America is addicted to stories of the Great White Savior, especially when it comes to dealing with our problematic historical history of race. The Revenant struggled to portray the plight of Native Americans because it chose to focus on a white European dude who happened to marry a Native American and have a half-Pawnee son. Worse, Alejandro G. Inarritu killed off the half-Pawnee son at the end of the first act so a white dude could exact revenge for the injustice inflicted upon him and his Native American friends. While 12 Years A Slave focused on an educated black man who accidentally got pulled into slavery, he was only saved by a friendly white Canadian. Hell, even Stonewall, Roland Emmerich’s depiction of the landmark New York street riots that became an icon for gay civil rights, took the inciting brick from the various people of color involved in the riots and handed it to a fictional white dude. At the very least, The Birth of a Nation dissects the Great White Savior, preventing the white audience from having a surrogate to allow them an easy moral righteousness.
Nat Turner (director/co-writer Nate Parker) was born into slavery as the child of two Africans owned by the Turner family. From birth, Nat was destined to be a great leader of the slaves, once he figured out how to harness his great powers of leadership. At an early age, house mistress Elizabeth Turner (Penelope Ann Miller) took Nat in as her pet project teaching him how to read scripture. Nat developed a lifelong relationship with Christianity, the weapon he would first wield in support of the slave owners and then against them.
Samuel Turner (Armie Hammer) grew up playing games with Nat, forming a bond and trust beyond the accepted slave/owner relationship. Nat has enough pull with Sam to convince him to rescue a young woman from certain sexual enslavement, citing her potential as a wedding gift to Sam’s wife. Even with their familiarity, Sam repeatedly takes the time to remind Nat of his station as a slave.
Besides, Sam is the nicest slave owner in the county. Nat and Sam go off on a preaching tour to various southern estates to preach at the slaves in a futile attempt to quell their anxieties and rebellions. Each farm is worse than the last, culminating with an owner knocking the teeth out of a slave on a hunger strike and then force feeding him with a funnel. Nat turns from complacent slave into preacher from hell only after a group of white guys rape Nat’s wife, another white guy rapes another slave’s wife at one of Sam’s parties, and Sam orders Nat’s brutal whipping.
For the first 3/4 of the movie, The Birth of a Nation is a prestige-laden period piece punctuated by rather obvious religious symbolism. It’s rather respectful and demure in its depictions of atrocity, choosing to keep the two rapes off screen. Up until his whipping, the worst Nat actually faces is pricking himself on a Cotton thorn, bleeding all over the white cotton. Once the rebellion starts, we’re in the revenge portion of a rape-revenge movie. Suddenly, we’re closer to Django Unchained than The Birth of a Nation.

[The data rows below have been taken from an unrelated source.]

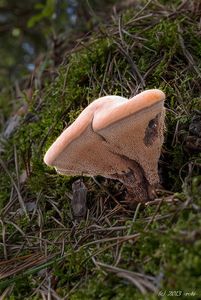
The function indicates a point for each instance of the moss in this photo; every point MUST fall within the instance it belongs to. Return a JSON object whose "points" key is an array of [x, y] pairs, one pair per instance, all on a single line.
{"points": [[168, 248]]}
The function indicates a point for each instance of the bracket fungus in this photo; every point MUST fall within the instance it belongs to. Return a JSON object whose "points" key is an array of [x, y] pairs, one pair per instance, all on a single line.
{"points": [[116, 138]]}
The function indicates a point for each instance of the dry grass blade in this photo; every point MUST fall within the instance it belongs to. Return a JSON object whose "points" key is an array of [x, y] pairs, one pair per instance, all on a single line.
{"points": [[141, 281], [15, 266], [21, 201]]}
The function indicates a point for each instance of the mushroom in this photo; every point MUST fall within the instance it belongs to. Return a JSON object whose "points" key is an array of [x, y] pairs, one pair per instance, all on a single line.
{"points": [[116, 138]]}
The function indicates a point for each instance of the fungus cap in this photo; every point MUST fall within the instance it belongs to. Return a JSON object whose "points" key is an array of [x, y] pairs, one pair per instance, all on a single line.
{"points": [[109, 130]]}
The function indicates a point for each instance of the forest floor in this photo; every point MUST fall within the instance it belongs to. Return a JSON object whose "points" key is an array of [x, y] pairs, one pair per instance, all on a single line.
{"points": [[150, 252]]}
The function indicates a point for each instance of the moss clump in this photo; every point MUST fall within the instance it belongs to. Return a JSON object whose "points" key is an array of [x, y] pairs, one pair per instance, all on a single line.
{"points": [[160, 242]]}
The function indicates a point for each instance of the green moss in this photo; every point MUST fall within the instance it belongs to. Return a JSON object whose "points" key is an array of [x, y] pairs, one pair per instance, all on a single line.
{"points": [[168, 248]]}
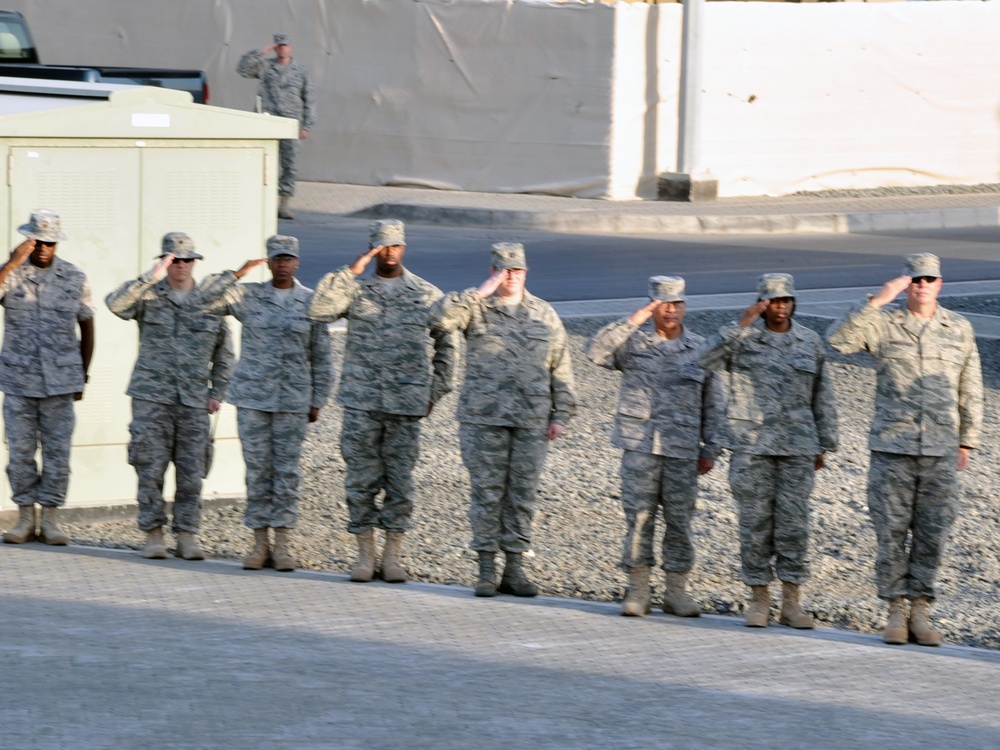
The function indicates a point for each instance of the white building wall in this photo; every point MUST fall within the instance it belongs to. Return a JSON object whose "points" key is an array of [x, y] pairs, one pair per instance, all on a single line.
{"points": [[579, 98]]}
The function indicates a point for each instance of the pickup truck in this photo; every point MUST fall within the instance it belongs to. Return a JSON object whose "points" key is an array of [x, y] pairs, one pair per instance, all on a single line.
{"points": [[19, 58]]}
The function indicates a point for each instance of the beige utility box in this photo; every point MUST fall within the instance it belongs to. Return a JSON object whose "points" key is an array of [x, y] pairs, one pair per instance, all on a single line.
{"points": [[122, 166]]}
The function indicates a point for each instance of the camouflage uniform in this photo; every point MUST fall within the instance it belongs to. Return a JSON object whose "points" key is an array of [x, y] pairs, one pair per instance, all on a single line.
{"points": [[287, 91], [185, 358], [669, 411], [396, 365], [928, 402], [518, 380], [285, 369], [41, 368], [781, 415]]}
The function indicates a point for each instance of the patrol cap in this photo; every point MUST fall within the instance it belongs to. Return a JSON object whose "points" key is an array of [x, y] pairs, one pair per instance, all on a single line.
{"points": [[180, 245], [44, 225], [922, 264], [386, 232], [281, 244], [505, 255], [666, 289], [775, 285]]}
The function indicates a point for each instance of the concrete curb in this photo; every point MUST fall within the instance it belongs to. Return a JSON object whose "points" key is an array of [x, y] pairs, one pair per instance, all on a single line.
{"points": [[585, 221]]}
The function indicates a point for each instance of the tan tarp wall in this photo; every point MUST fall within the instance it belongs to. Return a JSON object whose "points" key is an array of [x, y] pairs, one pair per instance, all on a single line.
{"points": [[581, 99]]}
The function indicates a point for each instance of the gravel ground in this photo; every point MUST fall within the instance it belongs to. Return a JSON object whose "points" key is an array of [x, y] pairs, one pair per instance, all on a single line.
{"points": [[889, 192], [579, 523]]}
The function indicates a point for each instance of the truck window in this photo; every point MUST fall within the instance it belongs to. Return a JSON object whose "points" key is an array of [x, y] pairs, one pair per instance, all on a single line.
{"points": [[15, 41]]}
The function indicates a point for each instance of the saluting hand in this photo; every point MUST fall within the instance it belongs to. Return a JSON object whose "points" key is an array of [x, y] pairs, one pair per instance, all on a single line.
{"points": [[249, 266], [21, 253], [889, 291], [644, 313], [159, 269], [492, 283], [752, 313], [358, 267]]}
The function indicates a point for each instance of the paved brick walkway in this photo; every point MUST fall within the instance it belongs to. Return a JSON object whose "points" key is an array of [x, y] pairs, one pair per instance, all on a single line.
{"points": [[101, 649]]}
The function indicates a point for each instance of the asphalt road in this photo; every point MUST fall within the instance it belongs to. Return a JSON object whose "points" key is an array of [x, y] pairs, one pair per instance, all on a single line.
{"points": [[581, 267]]}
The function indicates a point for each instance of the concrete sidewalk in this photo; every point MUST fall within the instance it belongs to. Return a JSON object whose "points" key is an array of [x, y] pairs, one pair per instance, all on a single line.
{"points": [[516, 211], [102, 649]]}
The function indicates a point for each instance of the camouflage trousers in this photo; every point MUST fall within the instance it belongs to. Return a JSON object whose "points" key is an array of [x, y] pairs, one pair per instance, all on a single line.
{"points": [[162, 433], [380, 451], [772, 496], [272, 446], [504, 464], [288, 156], [915, 497], [30, 422], [650, 482]]}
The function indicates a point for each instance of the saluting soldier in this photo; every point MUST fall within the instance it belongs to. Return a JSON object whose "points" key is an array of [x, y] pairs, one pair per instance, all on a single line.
{"points": [[928, 417], [517, 396], [180, 378], [285, 90], [281, 383], [669, 413], [397, 365], [782, 420], [43, 369]]}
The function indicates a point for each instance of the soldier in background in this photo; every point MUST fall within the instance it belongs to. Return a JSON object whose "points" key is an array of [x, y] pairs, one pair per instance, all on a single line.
{"points": [[781, 421], [517, 396], [285, 90], [281, 383], [928, 416], [669, 412], [180, 378], [396, 367], [43, 370]]}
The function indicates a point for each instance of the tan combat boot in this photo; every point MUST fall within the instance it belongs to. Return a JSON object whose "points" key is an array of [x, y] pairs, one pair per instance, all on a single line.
{"points": [[48, 530], [487, 583], [636, 602], [24, 529], [920, 625], [364, 569], [676, 600], [281, 555], [792, 615], [895, 628], [392, 570], [260, 555], [514, 581], [187, 546], [759, 612], [155, 549]]}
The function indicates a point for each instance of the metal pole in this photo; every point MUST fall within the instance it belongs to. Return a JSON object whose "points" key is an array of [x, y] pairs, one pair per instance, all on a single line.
{"points": [[689, 109]]}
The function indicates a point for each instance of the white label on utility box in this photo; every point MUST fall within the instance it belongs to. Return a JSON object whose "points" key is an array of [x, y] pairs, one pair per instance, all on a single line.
{"points": [[150, 120]]}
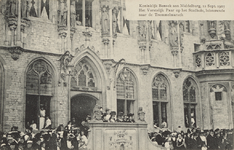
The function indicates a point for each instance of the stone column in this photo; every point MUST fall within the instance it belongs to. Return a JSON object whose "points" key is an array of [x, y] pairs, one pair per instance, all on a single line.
{"points": [[111, 33], [68, 25], [39, 8], [179, 45], [83, 13]]}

The self-freed Africans kill their slave owners in a variety of extremely violence manners. Parker indulges in the mass murder as catharsis on the path to freedom. Even though the rebellion is ultimately a failure, resulting in the slaughter of hundreds of slaves in the attempt to quell subsequent rebellions.
Writing, directing, and producing a movie where you star as one of America’s greatest tragic heroes is an act of Brass Ball egotism. Parker is so focused on making himself look good that every other character, especially the women, falls by the wayside. Every character is reduced to being another brick in Nat Turner’s path to rebellion. Sam’s complicated character only serves Nat instead of examining his life. No slave gets more than a handful of lines. All the other slave owners are reduced to cartoonish caricatures. The Birth of A Nation is all about Nat.
The Birth of a Nation isn’t a nuanced examination of a system of oppression. Instead, it is a polemic. It’s a passion play which glorifies both Nat Turner and Nate Parker. It’s less 12 Years A Slave than The Revenant (which glorified Leonardo DiCaprio) or Braveheart (which glorified Mel Gibson). The Birth of a Nation is a raging call to action for a black nation to rise up against their oppressors regardless of the ultimate outcome. Failure is an option because it will add fuel to the next rebellion. As a work of vanity doubling as a sermon from the mound, The Birth of a Nation certainly serves its brute audience pleasing purpose. It’s well framed, color graded to hell, frequently sledgehammer obvious, well paced, and exciting as hell. Parker traffics in the language of Religiosity to reach a broad audience beyond the secular white audiences that make up the panels of judges. It’s not a work of genius, but its a helluva time.